• Thermal and mineral springs

      Buxton, Louise; University of Derby (Goodfellow Publishers, 2016-11-30)
      Water and spa are ubiquitous geographically and culturally, but the relationship between that water and bathing rituals has led directly and indirectly to the organic growth of many of today’s spa products. The aim of this chapter is to explore the use of thermal and mineral waters for bathing, and it begins with a review of the origins, cultural and religious associations of bathing rituals. The current industry suggests that the approaches to hot spring bathing are broadly defined by three main categories: Relaxation and connection with the environment, as seen in Asian cultures; Health based and spiritual treatments, largely seen in European cultures; Religious connections, evident in Indian and indigenous cultures. This categorisation creates a debate within the industry as to whether globalisation fosters a blurring of these distinctions. Questions that result from this are: Is connection to the environment evident in cultures other than Asia? Where else are spiritual treatments seen other than in Europe? Do religious connections exist outside of indigenous cultures? The chapter also provides a historical illustration, drawing on examples of thermal and mineral spas from different continents, from the ancient Greek and Roman baths, the glamorous European spa resorts, to the onsen of Japan and hot springs of North America. The context is exampled in size and shape where Davidson (cited in Global Spa and Wellness Summit, 2013) and the Global Wellness Institute (GWI) (2014) concur in estimating that the global market is now worth over fifty billion US dollars.
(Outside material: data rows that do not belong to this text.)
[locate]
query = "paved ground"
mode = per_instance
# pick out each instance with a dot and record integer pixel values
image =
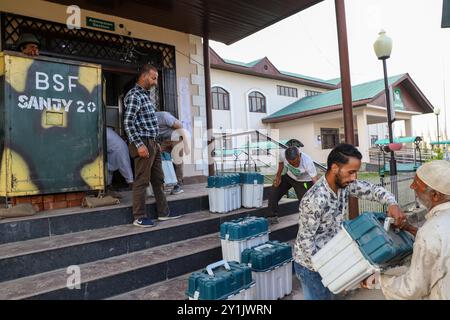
(358, 294)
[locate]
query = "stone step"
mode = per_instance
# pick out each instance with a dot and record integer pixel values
(70, 220)
(24, 258)
(114, 276)
(175, 289)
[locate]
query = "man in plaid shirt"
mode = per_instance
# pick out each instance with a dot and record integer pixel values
(141, 127)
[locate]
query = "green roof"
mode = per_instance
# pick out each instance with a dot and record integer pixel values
(286, 73)
(362, 91)
(400, 140)
(296, 75)
(243, 64)
(334, 81)
(265, 144)
(440, 142)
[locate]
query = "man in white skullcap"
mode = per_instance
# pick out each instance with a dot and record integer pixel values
(428, 276)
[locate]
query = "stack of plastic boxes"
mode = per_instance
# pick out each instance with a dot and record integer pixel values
(361, 248)
(224, 193)
(252, 189)
(240, 234)
(271, 265)
(222, 281)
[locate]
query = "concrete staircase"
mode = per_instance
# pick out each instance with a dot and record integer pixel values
(116, 259)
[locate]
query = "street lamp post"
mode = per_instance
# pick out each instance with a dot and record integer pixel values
(437, 112)
(383, 48)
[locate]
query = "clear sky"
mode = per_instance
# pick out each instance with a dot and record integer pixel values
(306, 43)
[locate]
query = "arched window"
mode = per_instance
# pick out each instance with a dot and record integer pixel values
(257, 102)
(221, 98)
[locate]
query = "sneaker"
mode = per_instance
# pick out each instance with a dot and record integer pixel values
(144, 222)
(273, 220)
(170, 216)
(177, 190)
(113, 194)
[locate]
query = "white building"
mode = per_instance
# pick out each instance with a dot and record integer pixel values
(256, 95)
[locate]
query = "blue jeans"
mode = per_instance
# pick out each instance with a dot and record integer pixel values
(311, 282)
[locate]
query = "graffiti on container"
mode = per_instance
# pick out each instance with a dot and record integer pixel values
(52, 126)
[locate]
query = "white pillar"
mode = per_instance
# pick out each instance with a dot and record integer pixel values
(363, 135)
(408, 128)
Furthermore, this market. growth is driven by new manifestations, such as the rejuvenation of the Eastern European industry based around emerging tourism destinations. For example the Hungarian resort of Heviz, developments such as the Crescent Hotel in Buxton, England and in North and Sub-Saharan Africa. The efficacy of bathing in thermal and mineral waters is then discussed as is the relationship to the notion of ‘existential authenticity’.